You may think this is a state only saints can achieve. In fact, you used it yesterday. Your leader praised you at a meeting, but you know that the project was mainly done by your colleague. Your reaction is not joy but uneasiness because it's saying: You don't deserve it. Conversely, you made a decision that you know is right, maybe by rejecting an improper request or speaking the truth when everyone else chose to remain silent. Your family doesn't understand, your friends think you're stupid, and your colleagues think you're out of touch. You're aggrieved and sad. But there is a part of your heart that remains firm. That firm part is saying: I didn't do wrong.
Chinese people are familiar with this. "There is a god three feet above your head," but the restraint still comes from external monitoring. "Self - discipline when alone" goes a step further; you still remain self - disciplined when the external mirror is removed. Smith goes even further: The 'judge in one's heart' is not innate, nor is it taught by saints.
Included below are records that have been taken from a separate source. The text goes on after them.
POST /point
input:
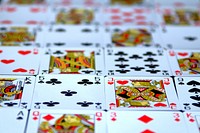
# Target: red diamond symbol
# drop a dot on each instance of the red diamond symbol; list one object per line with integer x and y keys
{"x": 145, "y": 119}
{"x": 48, "y": 117}
{"x": 147, "y": 131}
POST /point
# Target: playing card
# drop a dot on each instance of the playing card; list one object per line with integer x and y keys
{"x": 68, "y": 121}
{"x": 34, "y": 15}
{"x": 192, "y": 121}
{"x": 75, "y": 15}
{"x": 72, "y": 61}
{"x": 128, "y": 16}
{"x": 20, "y": 35}
{"x": 13, "y": 120}
{"x": 16, "y": 91}
{"x": 184, "y": 62}
{"x": 19, "y": 60}
{"x": 178, "y": 15}
{"x": 136, "y": 61}
{"x": 188, "y": 92}
{"x": 129, "y": 36}
{"x": 145, "y": 122}
{"x": 181, "y": 37}
{"x": 69, "y": 92}
{"x": 129, "y": 93}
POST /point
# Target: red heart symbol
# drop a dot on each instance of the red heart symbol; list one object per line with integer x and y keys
{"x": 20, "y": 70}
{"x": 122, "y": 82}
{"x": 6, "y": 22}
{"x": 160, "y": 105}
{"x": 24, "y": 52}
{"x": 7, "y": 61}
{"x": 183, "y": 53}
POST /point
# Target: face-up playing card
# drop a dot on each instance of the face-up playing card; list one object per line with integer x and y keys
{"x": 20, "y": 35}
{"x": 31, "y": 15}
{"x": 184, "y": 62}
{"x": 16, "y": 91}
{"x": 76, "y": 15}
{"x": 19, "y": 61}
{"x": 69, "y": 92}
{"x": 128, "y": 16}
{"x": 129, "y": 36}
{"x": 66, "y": 121}
{"x": 72, "y": 61}
{"x": 178, "y": 15}
{"x": 13, "y": 120}
{"x": 136, "y": 61}
{"x": 192, "y": 121}
{"x": 188, "y": 92}
{"x": 152, "y": 93}
{"x": 181, "y": 37}
{"x": 145, "y": 122}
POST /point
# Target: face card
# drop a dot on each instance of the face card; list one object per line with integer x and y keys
{"x": 16, "y": 91}
{"x": 178, "y": 15}
{"x": 128, "y": 16}
{"x": 152, "y": 93}
{"x": 184, "y": 62}
{"x": 185, "y": 37}
{"x": 20, "y": 35}
{"x": 37, "y": 15}
{"x": 188, "y": 92}
{"x": 76, "y": 15}
{"x": 66, "y": 92}
{"x": 19, "y": 61}
{"x": 67, "y": 121}
{"x": 145, "y": 122}
{"x": 126, "y": 36}
{"x": 13, "y": 120}
{"x": 72, "y": 61}
{"x": 192, "y": 121}
{"x": 136, "y": 61}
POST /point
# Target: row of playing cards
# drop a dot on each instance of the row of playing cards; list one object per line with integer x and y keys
{"x": 82, "y": 92}
{"x": 98, "y": 61}
{"x": 169, "y": 37}
{"x": 65, "y": 121}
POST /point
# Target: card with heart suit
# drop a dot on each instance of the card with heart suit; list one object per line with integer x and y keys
{"x": 21, "y": 35}
{"x": 128, "y": 16}
{"x": 184, "y": 62}
{"x": 136, "y": 61}
{"x": 72, "y": 61}
{"x": 34, "y": 15}
{"x": 129, "y": 36}
{"x": 19, "y": 60}
{"x": 145, "y": 122}
{"x": 67, "y": 121}
{"x": 76, "y": 15}
{"x": 13, "y": 120}
{"x": 188, "y": 89}
{"x": 16, "y": 91}
{"x": 192, "y": 121}
{"x": 185, "y": 37}
{"x": 69, "y": 92}
{"x": 140, "y": 93}
{"x": 178, "y": 15}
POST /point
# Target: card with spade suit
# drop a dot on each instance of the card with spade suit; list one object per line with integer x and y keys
{"x": 72, "y": 61}
{"x": 16, "y": 91}
{"x": 69, "y": 92}
{"x": 140, "y": 93}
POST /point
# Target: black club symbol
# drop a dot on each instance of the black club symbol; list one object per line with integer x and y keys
{"x": 50, "y": 104}
{"x": 85, "y": 82}
{"x": 85, "y": 103}
{"x": 68, "y": 93}
{"x": 53, "y": 81}
{"x": 10, "y": 104}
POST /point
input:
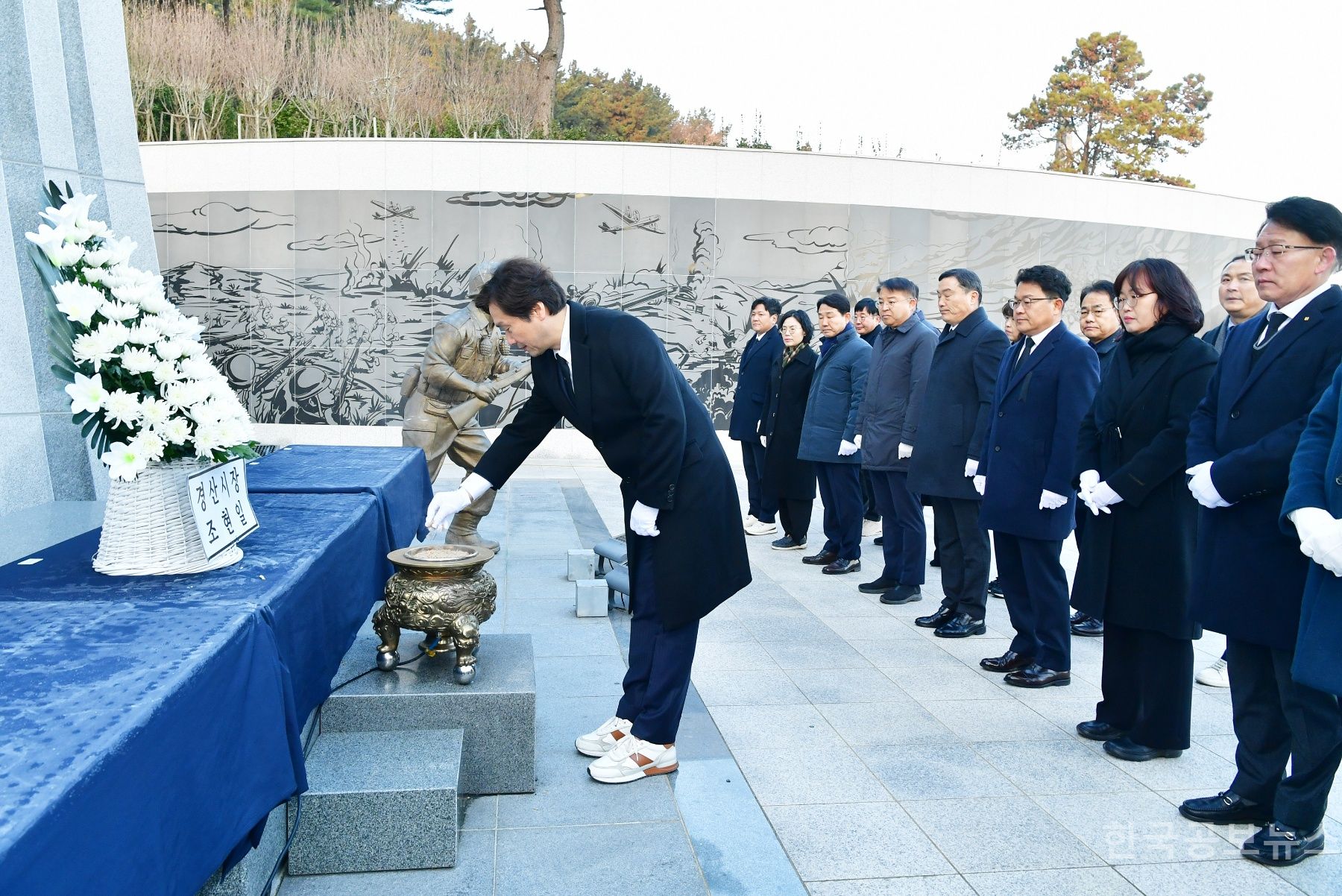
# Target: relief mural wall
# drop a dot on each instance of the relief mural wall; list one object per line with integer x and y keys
{"x": 317, "y": 302}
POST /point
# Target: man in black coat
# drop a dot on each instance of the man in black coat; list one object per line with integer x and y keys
{"x": 608, "y": 374}
{"x": 748, "y": 407}
{"x": 1248, "y": 575}
{"x": 945, "y": 459}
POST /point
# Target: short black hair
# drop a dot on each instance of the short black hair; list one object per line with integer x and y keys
{"x": 772, "y": 306}
{"x": 1320, "y": 221}
{"x": 837, "y": 300}
{"x": 803, "y": 320}
{"x": 1174, "y": 293}
{"x": 899, "y": 285}
{"x": 968, "y": 280}
{"x": 1050, "y": 280}
{"x": 1100, "y": 286}
{"x": 517, "y": 286}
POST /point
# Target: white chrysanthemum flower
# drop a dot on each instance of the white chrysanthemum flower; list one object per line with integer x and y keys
{"x": 122, "y": 408}
{"x": 77, "y": 300}
{"x": 86, "y": 394}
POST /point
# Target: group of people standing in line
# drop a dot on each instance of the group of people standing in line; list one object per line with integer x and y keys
{"x": 1203, "y": 478}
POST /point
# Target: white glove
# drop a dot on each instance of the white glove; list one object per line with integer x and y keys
{"x": 643, "y": 520}
{"x": 1051, "y": 501}
{"x": 1201, "y": 486}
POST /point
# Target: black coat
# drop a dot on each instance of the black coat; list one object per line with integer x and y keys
{"x": 752, "y": 394}
{"x": 652, "y": 432}
{"x": 1137, "y": 561}
{"x": 1248, "y": 575}
{"x": 784, "y": 475}
{"x": 956, "y": 407}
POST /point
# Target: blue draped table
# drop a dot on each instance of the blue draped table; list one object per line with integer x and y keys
{"x": 148, "y": 725}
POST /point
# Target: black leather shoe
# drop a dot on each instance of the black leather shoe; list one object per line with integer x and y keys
{"x": 1278, "y": 844}
{"x": 1008, "y": 662}
{"x": 1097, "y": 730}
{"x": 936, "y": 620}
{"x": 961, "y": 625}
{"x": 1226, "y": 808}
{"x": 902, "y": 595}
{"x": 1036, "y": 676}
{"x": 1090, "y": 627}
{"x": 1132, "y": 751}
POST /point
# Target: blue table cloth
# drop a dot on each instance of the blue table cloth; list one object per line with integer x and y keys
{"x": 149, "y": 723}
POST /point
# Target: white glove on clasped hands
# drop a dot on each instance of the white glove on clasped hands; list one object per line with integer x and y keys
{"x": 447, "y": 503}
{"x": 1201, "y": 486}
{"x": 643, "y": 520}
{"x": 1051, "y": 501}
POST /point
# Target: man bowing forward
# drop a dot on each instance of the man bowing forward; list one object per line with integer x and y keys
{"x": 610, "y": 376}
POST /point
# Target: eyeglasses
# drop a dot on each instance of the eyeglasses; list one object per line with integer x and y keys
{"x": 1276, "y": 250}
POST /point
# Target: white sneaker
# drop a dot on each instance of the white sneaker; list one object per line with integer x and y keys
{"x": 631, "y": 760}
{"x": 1215, "y": 675}
{"x": 600, "y": 742}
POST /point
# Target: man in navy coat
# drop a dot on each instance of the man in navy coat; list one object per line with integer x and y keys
{"x": 1248, "y": 575}
{"x": 611, "y": 377}
{"x": 1045, "y": 388}
{"x": 748, "y": 407}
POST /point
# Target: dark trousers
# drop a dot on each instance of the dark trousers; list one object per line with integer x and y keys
{"x": 842, "y": 495}
{"x": 1147, "y": 684}
{"x": 795, "y": 515}
{"x": 870, "y": 510}
{"x": 763, "y": 502}
{"x": 659, "y": 659}
{"x": 1278, "y": 718}
{"x": 902, "y": 529}
{"x": 1035, "y": 587}
{"x": 964, "y": 555}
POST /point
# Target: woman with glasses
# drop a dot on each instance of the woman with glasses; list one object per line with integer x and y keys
{"x": 1137, "y": 549}
{"x": 792, "y": 481}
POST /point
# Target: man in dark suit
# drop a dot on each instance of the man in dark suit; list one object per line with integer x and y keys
{"x": 945, "y": 459}
{"x": 608, "y": 374}
{"x": 748, "y": 407}
{"x": 1045, "y": 388}
{"x": 1248, "y": 575}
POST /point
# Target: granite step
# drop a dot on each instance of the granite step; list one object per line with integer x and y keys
{"x": 377, "y": 801}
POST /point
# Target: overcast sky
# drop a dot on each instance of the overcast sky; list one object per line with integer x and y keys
{"x": 937, "y": 80}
It is your own entire social experience.
From the embarrassment of no one laughing at a joke, to the big question of how civilization is possible, to the development and maturity of the "judge in one's heart," Smith strung all these together with the same simulation engine. This engine is innate, but its calibration is acquired. First, there are thousands of specific experiences, and then there are abstract moral laws. It doesn't derive from rules but learns from experience.
Does this process sound familiar to you?
V. In what ways are the Large Moral Model and the Large Language Model similar?
Yes, it does. This process is almost the moral - philosophical version of the learning method of Large Language Models.
It's not a coincidence. Smith and the engineers of Large Language Models are facing the same fundamental constraint: They can't directly access the internal state of the other party and can only simulate based on experience. Under this constraint, they independently reached the same path. Before Smith, other contemporary philosophers took completely different paths: Some said that humans have a special "moral sense" that can directly perceive good and evil; some said that all moral behaviors are disguised self - interest; and some said that moral truths can be rationally deduced like mathematical theorems. Each of these views captures an aspect of moral life but takes it as the whole truth. Their methods are narrow: Rule - driven, not learning from experience, and failing when encountering situations outside the training scope.